厳しいことをここに書くことを、どうぞお許しください。
残念なことが本当に多く起きています。

夫婦が揉めたときどちらの親も介入をすることが多いです。
DVは妻が被害者であることが93%のため、妻側の親が娘を助けること、それは順当だと思われます。
加害者側である、夫の親が介入した時、それが遺恨を残すこととなります。
夫側の親たちは、たいていは良かれと思い、介入します。
自分たちが、何か役に立てるのではないか、という思いからです。
言葉は、妻に対して、「うちの子が本当にごめんなさいね」とか、
「何度も言っても昔から言う事聞かないのよ。

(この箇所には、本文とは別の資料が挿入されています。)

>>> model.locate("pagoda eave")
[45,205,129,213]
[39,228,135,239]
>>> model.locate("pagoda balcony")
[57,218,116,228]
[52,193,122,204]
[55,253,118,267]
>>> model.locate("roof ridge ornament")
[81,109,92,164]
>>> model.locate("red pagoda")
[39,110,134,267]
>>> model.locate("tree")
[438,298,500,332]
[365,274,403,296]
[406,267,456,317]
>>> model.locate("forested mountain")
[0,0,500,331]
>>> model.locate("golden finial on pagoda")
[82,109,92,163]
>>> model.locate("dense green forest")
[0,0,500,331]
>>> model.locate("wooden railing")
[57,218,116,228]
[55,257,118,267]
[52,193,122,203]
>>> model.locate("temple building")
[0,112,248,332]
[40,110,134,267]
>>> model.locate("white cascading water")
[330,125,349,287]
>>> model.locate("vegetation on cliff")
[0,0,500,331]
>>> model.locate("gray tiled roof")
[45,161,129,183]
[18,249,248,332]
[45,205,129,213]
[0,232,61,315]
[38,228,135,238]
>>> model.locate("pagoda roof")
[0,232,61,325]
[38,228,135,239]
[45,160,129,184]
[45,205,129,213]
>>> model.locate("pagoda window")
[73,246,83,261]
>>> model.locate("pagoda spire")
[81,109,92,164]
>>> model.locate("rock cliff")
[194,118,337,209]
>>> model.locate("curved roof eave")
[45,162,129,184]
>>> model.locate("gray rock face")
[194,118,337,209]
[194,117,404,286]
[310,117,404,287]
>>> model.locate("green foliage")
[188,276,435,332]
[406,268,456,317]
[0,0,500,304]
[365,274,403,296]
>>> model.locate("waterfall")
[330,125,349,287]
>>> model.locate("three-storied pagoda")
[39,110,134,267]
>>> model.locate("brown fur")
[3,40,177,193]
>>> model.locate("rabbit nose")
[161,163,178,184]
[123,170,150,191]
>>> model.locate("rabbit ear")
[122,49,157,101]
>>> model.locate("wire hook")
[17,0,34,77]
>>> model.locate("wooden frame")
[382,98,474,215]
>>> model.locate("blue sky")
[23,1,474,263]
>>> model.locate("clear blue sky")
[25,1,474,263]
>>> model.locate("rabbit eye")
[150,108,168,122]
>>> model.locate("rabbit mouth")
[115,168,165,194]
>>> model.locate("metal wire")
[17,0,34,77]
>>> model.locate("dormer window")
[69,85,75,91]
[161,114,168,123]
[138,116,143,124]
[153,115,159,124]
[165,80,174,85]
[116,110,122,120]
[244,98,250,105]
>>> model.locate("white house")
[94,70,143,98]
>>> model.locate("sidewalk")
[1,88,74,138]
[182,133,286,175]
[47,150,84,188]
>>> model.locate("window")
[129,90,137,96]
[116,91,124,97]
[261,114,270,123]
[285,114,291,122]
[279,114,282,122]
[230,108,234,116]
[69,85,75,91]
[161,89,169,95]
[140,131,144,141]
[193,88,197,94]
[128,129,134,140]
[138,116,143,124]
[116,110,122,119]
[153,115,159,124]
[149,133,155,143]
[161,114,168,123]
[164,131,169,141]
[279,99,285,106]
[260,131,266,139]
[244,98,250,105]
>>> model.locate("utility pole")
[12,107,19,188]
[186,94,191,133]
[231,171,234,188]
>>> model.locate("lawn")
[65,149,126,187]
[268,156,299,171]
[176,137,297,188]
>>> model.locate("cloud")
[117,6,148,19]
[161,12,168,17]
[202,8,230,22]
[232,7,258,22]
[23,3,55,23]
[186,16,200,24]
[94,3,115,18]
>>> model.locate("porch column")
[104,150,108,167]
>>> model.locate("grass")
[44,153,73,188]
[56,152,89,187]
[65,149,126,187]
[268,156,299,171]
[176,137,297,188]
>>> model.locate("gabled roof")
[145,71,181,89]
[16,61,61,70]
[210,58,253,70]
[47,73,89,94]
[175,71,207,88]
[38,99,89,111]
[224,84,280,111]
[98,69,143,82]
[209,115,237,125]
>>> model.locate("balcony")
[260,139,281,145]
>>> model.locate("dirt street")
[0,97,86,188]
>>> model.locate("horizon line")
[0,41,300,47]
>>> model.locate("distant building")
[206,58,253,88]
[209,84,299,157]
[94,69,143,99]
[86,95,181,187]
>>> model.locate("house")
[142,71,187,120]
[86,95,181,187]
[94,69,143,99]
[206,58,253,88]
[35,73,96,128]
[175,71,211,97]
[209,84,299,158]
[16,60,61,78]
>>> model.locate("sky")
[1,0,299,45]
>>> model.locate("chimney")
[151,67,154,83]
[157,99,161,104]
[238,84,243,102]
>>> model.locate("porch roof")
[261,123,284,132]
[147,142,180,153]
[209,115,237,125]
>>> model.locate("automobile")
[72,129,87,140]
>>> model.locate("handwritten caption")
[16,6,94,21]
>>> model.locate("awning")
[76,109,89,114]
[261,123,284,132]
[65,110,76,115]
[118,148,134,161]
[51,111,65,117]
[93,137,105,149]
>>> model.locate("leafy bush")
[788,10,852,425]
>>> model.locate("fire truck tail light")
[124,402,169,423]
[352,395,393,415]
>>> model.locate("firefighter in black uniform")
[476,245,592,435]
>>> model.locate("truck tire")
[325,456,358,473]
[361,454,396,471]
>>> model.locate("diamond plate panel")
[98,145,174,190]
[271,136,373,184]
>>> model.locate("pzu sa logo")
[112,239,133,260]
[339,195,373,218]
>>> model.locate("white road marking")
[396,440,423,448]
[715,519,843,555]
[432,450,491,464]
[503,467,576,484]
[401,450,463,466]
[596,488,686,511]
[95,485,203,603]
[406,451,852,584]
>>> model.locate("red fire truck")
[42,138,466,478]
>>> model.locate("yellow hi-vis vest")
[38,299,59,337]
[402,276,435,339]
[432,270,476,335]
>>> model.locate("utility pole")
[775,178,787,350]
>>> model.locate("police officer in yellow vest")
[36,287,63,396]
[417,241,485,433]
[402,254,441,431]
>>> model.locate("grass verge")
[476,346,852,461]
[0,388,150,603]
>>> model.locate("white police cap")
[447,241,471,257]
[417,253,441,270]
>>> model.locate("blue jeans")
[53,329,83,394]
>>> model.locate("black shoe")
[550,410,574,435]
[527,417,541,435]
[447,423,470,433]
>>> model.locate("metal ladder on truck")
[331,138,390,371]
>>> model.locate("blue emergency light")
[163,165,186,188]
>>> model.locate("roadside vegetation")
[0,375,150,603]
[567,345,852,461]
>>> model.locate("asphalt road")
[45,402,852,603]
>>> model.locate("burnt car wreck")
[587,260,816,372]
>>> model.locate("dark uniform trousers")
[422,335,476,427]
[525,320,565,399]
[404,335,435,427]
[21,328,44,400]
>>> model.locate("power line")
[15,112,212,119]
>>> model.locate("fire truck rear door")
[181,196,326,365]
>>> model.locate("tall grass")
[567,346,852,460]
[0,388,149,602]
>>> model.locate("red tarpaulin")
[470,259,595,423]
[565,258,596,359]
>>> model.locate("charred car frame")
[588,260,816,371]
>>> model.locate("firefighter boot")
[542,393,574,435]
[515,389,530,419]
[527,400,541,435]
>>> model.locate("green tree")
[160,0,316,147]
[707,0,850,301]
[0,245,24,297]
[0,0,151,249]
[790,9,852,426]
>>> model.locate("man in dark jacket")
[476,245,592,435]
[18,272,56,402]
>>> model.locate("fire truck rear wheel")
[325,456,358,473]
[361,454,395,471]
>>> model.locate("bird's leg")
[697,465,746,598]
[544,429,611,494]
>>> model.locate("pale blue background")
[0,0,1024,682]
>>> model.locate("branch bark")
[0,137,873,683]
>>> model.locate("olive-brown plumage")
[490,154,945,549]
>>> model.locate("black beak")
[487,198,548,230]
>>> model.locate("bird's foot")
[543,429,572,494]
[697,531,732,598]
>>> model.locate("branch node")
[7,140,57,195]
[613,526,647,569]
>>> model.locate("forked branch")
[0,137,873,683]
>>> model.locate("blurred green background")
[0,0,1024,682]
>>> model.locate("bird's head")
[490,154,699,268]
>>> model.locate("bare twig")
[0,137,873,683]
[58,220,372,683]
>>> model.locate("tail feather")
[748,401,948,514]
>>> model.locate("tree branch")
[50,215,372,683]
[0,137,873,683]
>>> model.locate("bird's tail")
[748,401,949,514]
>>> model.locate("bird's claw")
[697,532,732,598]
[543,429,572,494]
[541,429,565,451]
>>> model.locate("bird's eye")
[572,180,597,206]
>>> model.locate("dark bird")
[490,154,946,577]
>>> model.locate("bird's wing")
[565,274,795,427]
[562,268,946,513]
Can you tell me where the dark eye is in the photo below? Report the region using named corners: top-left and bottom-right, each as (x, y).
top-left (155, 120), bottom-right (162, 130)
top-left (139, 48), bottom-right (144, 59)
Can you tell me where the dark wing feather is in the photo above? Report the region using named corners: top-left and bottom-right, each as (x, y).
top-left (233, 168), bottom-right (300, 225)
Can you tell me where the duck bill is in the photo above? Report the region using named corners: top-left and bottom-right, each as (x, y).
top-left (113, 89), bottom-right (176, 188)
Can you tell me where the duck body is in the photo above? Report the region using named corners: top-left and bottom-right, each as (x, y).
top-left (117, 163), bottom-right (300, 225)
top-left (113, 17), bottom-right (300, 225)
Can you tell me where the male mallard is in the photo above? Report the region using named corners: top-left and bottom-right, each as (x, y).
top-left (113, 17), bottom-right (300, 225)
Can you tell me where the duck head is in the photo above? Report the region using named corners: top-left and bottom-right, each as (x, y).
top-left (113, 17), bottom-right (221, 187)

しつけが行き届かなかったからあなたに迷惑をかけるわね。」
などというものです。
でも、夫の親たちは心にこんなことを本当は思っています。

あなたのやり方がまずいから、息子を怒らせているんじゃないの?
あなたの我慢が足りないのじゃないかしら。
私たちの世代なんて、そんなことくらいで実家に帰ったり、大騒ぎをしたりしなかったわ。
あなたがまずいのよ。

こんなことを心に秘めて介入をすると、自分の息子が加害者であるという事実を忘れてしまいがちです。
言葉の端端に、あなたが悪いという裏面のメッセージを伝えることになるのです。
交流分析では言葉の裏にあるメッセージを裏面のメッセージと言います。
裏面のメッセージは言葉よりも強烈に相手に届きます。
たとえばしつけの場面で、小さい子どもたちに裏面を持ってしつけをすると、裏面の方が子どもに届くと言われています。
夫側の親が裏面を持って介入をしたとき、本心が妻には見えるのです。
その上、仲裁の素人ですから、チラチラと本音が出てしまったりもします。
これは決定的な亀裂になります。
被害を受けた人に、息子から殴られたという人に、あなたが悪いのじゃないの?
発言をしてしまう事の罪深さを、どれほどの親たちはわかっているか…

妻に言った言葉の重さを、たぶんわかっていないでしょう。
きついことを申し上げますが、レイプ被害にあった人に
警察で警察官から、「あなたもそんな恰好をしていたら誘っているようなもんだよ。」
と言われたのと同じくらいのダメージがあるのだということを知っていただきたいのです。
いわゆる二次被害です。(現在の警察はそのようなことはありません)

自分の娘が夫から暴力を受けたとき娘にお前が悪いという親は少ないのではないでしょうか。
妻たちは、この人なら(親だから)もしかして夫が変わってくれるか、一縷の希望をもってすがっています。
その希望は見事に打ち砕かれ、期待をした自分を馬鹿だったと強く思うのです。

そして、夫との関係が修復しても、夫の親との関係は修復しないままになります。
息子である夫たちは、親たちを庇うことはできません。
自分の修復で精いっぱいですから、つまり、夫たちもまだまだ危ない状況が続いていますから
親を庇う言葉なんて一切言うことはできません。喧嘩の火種になります。

今、リエゾンに来ている方たちの夫の親たちが孫に会えない状況は、大変高い確率になっています。
妻はもう、夫の親たちと話すことも嫌がる事でしょう。お正月にも行かなくなるでしょう。
孫に会えている方は、妻がかなり寛容だと思ってください。
会えない人の方が多いですから。

男性たちが間違った情報をくみ取り、妻とパワーゲームをしてしまうように、
親たちも間違った価値観で介入をしてしまい、自分たちを寂しい老後にしています。
良かれと思ったことが裏目に出てしまい、本当に気の毒だなぁと思います。

どうぞ、今、揉めている息子夫婦がいる方たちは介入をなさらないことを勧めます。
もし、介入をするならば、妻は被害者であるという視点を忘れないでほしいのです。
あなたたちにすがる思いで来ていることをどうか忘れないでほしいのです。